Hospital Alemão Oswaldo Cruz (SP) — Prova 2021
Mulher de 54 anos, portadora de hipertensão arterial sistêmica, realiza eletrocardiograma ambulatorialmente. Qual a conclusão do eletrocardiograma?
Taquicardia juncional → QRS estreito, FC 100-180 bpm, ondas P ausentes ou retrógradas (negativas em DII, DIII, aVF).
A taquicardia juncional é uma arritmia supraventricular caracterizada por um ritmo regular de QRS estreito, com frequência cardíaca entre 100-180 bpm. As ondas P podem estar ausentes, retrógradas (negativas nas derivações inferiores) ou escondidas dentro do QRS, refletindo a origem do impulso no nó AV ou feixe de His.

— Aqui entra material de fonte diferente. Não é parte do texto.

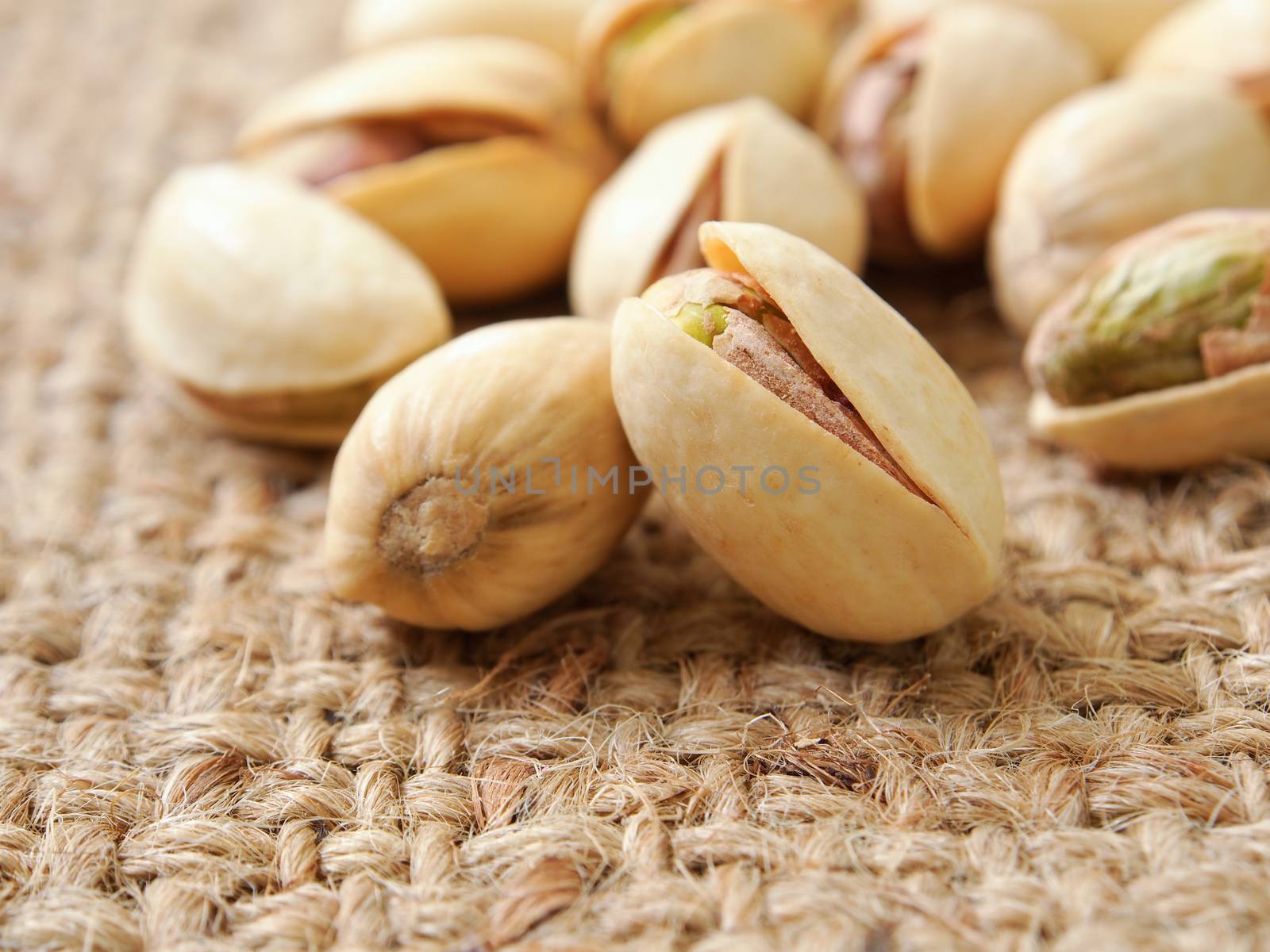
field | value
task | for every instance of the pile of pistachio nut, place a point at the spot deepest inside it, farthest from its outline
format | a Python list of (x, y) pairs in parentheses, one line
[(708, 178)]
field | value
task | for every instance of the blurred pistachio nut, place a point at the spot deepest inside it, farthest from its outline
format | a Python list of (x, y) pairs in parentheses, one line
[(549, 23), (901, 105), (475, 152), (1225, 40), (1160, 357), (1108, 164), (829, 459), (1108, 27), (729, 163), (273, 313), (647, 61), (486, 480)]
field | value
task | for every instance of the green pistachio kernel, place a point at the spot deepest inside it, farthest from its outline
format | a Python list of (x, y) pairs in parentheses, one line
[(702, 323), (1140, 328)]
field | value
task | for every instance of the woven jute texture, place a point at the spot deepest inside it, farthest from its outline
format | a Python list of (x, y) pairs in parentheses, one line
[(201, 749)]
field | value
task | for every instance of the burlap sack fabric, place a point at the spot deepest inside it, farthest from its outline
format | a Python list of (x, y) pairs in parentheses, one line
[(201, 749)]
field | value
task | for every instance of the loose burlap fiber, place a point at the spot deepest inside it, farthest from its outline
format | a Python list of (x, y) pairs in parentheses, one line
[(201, 749)]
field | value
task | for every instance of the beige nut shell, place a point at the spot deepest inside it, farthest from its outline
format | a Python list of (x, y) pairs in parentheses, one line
[(714, 52), (988, 73), (549, 23), (863, 559), (753, 146), (1176, 428), (493, 220), (507, 395), (247, 285), (1110, 163), (1216, 38)]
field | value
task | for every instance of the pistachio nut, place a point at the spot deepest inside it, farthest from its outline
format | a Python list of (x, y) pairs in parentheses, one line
[(549, 23), (1160, 357), (1227, 40), (647, 61), (1110, 163), (901, 105), (273, 313), (486, 480), (475, 152), (810, 438), (725, 162), (1108, 27)]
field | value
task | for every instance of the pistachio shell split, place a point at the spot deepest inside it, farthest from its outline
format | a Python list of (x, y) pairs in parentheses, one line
[(475, 152), (829, 459), (902, 105), (647, 61), (1227, 40), (273, 313), (730, 163), (1160, 357), (471, 490), (549, 23), (1110, 163)]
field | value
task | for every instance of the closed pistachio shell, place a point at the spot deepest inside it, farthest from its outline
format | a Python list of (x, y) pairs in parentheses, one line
[(1227, 40), (984, 74), (1108, 27), (648, 61), (422, 526), (855, 547), (1123, 363), (549, 23), (1108, 164), (492, 202), (730, 163), (273, 311)]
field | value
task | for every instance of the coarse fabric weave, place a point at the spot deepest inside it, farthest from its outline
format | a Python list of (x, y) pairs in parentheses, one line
[(200, 749)]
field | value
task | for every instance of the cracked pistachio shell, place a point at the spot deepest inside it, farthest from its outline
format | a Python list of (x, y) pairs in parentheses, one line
[(402, 535), (700, 52), (493, 220), (864, 558), (988, 73), (1174, 428), (1108, 164), (751, 146), (273, 313), (1108, 27), (1227, 40), (549, 23)]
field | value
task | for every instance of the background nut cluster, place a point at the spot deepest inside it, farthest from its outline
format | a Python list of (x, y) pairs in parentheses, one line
[(708, 181)]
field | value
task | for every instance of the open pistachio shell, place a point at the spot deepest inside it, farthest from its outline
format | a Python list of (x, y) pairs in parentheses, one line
[(493, 216), (468, 494), (986, 74), (1110, 163), (273, 313), (648, 61), (549, 23), (729, 162), (1121, 361), (1227, 40), (846, 549), (1108, 27)]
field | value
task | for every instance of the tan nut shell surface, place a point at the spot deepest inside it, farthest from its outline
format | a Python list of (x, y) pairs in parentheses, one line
[(1110, 163), (1227, 38), (755, 146), (549, 23), (715, 52), (990, 71), (864, 558), (244, 283), (493, 220), (507, 397)]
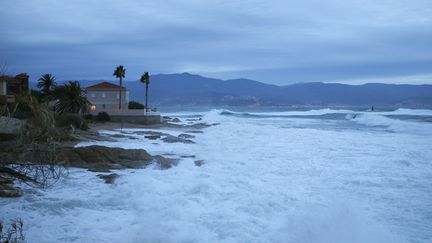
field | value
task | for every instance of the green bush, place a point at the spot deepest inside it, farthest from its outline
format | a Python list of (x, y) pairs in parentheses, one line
[(103, 116), (74, 120), (133, 105)]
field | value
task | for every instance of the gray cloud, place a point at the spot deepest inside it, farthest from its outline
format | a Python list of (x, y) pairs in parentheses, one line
[(272, 41)]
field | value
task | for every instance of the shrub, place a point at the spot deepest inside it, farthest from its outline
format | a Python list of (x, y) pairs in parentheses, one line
[(133, 105), (89, 117), (75, 120), (103, 116)]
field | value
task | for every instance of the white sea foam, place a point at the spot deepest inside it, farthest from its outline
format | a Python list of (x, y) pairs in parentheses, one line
[(263, 180)]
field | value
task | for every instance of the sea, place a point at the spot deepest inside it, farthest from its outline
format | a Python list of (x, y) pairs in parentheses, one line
[(323, 175)]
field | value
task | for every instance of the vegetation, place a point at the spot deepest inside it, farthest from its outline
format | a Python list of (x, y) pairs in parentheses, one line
[(145, 78), (13, 234), (103, 117), (119, 73), (47, 85), (133, 105), (70, 98)]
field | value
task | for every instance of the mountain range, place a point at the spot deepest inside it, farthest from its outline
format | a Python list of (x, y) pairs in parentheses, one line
[(194, 90)]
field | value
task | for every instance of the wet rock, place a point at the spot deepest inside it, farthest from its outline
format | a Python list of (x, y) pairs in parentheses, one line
[(110, 178), (195, 131), (7, 189), (187, 156), (173, 139), (152, 137), (184, 135), (199, 162), (165, 163), (122, 136)]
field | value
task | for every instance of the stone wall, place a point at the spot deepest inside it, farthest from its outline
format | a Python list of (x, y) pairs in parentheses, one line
[(144, 119)]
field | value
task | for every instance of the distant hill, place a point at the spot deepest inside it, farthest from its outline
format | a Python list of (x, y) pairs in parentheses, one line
[(195, 90)]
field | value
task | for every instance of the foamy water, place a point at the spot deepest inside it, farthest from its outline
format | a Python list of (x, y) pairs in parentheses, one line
[(267, 177)]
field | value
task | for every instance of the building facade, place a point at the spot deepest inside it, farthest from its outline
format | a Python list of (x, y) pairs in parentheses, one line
[(105, 97), (11, 86)]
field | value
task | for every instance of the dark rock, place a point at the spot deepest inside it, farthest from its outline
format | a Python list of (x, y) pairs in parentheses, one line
[(172, 139), (199, 162), (184, 135), (7, 189), (122, 136), (187, 156), (109, 179), (165, 163)]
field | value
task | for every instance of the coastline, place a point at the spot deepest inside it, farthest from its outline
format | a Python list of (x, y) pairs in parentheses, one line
[(95, 158)]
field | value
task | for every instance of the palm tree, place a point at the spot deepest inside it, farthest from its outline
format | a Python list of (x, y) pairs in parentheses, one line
[(47, 84), (71, 98), (145, 78), (120, 72)]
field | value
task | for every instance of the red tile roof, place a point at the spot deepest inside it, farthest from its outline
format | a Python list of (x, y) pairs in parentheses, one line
[(104, 86)]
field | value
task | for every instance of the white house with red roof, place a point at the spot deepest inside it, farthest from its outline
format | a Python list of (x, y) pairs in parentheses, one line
[(105, 97)]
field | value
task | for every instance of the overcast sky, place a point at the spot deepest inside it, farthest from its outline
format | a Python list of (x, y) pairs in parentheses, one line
[(273, 41)]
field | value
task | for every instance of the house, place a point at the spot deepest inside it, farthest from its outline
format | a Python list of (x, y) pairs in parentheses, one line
[(105, 97), (11, 86)]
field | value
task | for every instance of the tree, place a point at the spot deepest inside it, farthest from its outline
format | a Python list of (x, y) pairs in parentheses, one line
[(47, 84), (71, 98), (120, 72), (145, 78)]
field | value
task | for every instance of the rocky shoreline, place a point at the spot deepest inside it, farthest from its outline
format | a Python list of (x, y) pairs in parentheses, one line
[(93, 158)]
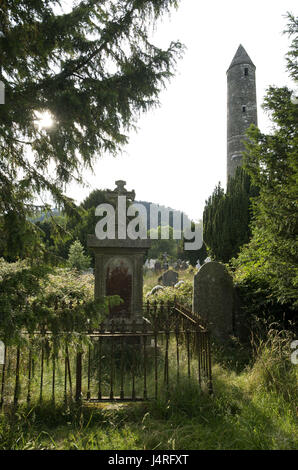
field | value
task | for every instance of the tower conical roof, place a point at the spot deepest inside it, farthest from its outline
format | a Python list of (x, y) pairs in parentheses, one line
[(241, 57)]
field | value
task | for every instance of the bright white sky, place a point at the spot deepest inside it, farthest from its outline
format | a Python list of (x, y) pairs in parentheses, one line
[(178, 154)]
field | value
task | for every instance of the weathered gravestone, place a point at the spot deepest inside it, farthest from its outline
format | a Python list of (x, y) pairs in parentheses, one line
[(169, 278), (213, 294), (119, 267)]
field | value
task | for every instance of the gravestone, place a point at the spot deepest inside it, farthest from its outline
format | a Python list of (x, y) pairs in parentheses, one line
[(169, 278), (213, 294)]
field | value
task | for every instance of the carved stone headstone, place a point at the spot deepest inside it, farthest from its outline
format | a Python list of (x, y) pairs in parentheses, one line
[(119, 266), (213, 298), (169, 278)]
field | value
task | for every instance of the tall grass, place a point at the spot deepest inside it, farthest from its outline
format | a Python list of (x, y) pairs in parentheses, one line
[(253, 407)]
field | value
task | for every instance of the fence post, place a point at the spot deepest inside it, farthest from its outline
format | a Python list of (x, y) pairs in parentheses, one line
[(79, 377)]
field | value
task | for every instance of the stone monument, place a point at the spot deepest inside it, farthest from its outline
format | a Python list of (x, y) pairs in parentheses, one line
[(119, 265), (213, 297)]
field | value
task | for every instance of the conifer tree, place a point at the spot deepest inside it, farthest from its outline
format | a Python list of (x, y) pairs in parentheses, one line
[(93, 69), (227, 217)]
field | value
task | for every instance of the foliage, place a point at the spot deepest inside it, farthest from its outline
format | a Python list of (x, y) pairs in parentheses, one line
[(76, 257), (269, 262), (93, 69), (35, 298), (246, 412), (182, 294), (160, 246), (227, 217)]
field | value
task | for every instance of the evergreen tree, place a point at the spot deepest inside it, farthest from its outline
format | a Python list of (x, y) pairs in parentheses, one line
[(94, 70), (77, 258), (227, 216), (268, 264)]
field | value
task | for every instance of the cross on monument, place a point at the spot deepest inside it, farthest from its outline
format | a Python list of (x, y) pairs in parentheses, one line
[(120, 190)]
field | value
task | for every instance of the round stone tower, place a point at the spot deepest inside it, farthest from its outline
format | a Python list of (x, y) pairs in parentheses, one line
[(242, 106)]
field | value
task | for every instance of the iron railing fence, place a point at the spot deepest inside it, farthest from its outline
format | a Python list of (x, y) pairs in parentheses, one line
[(119, 361)]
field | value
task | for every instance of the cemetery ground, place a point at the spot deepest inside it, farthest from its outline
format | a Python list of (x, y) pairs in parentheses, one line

A taquicardia juncional é uma arritmia supraventricular que se origina no nó atrioventricular (AV) ou no feixe de His. Embora menos comum que outras taquicardias, é importante reconhecê-la no eletrocardiograma (ECG) devido às suas implicações clínicas e ao diagnóstico diferencial com outras taquiarritmias de QRS estreito. A prevalência é baixa, mas pode ser precipitada por condições como isquemia miocárdica, toxicidade digitálica ou cirurgia cardíaca. Fisiopatologicamente, a taquicardia juncional ocorre quando há um foco ectópico no tecido juncional que dispara impulsos mais rapidamente que o nó sinusal, ou por um mecanismo de reentrada dentro do nó AV. No ECG, é caracterizada por um ritmo regular, QRS estreito (geralmente <0,12s) e frequência cardíaca entre 100-180 bpm. A ausência de ondas P sinusais ou a presença de ondas P retrógradas (negativas em DII, DIII, aVF) que podem preceder, seguir ou estar ocultas no QRS são achados-chave. O tratamento da taquicardia juncional depende da estabilidade hemodinâmica do paciente. Em pacientes estáveis, manobras vagais podem ser tentadas. Se ineficazes, adenosina pode ser usada para diagnóstico e tratamento, especialmente se houver dúvida com outras taquicardias supraventriculares. Em casos refratários ou instáveis, cardioversão elétrica sincronizada pode ser necessária. O prognóstico é geralmente bom se a causa subjacente for tratada, mas a identificação correta é vital para o manejo.
Um ECG com taquicardia juncional tipicamente mostra um ritmo regular de QRS estreito, com frequência cardíaca entre 100 e 180 bpm. As ondas P podem estar ausentes, invertidas (retrógradas) nas derivações inferiores (DII, DIII, aVF) ou ocultas dentro do complexo QRS.
Na taquicardia sinusal, as ondas P são sempre presentes, precedem cada QRS, são positivas em DII e negativas em aVR, e têm morfologia sinusal normal. Na taquicardia juncional, as ondas P são ausentes ou retrógradas, e a frequência é geralmente mais alta que a sinusal fisiológica.
Ambas são taquicardias de QRS estreito. Na TRN, as ondas P retrógradas são frequentemente visíveis logo após o QRS (r' em V1) ou escondidas. A taquicardia juncional é um ritmo ectópico do nó AV, enquanto a TRN envolve um circuito de reentrada dentro ou ao redor do nó AV.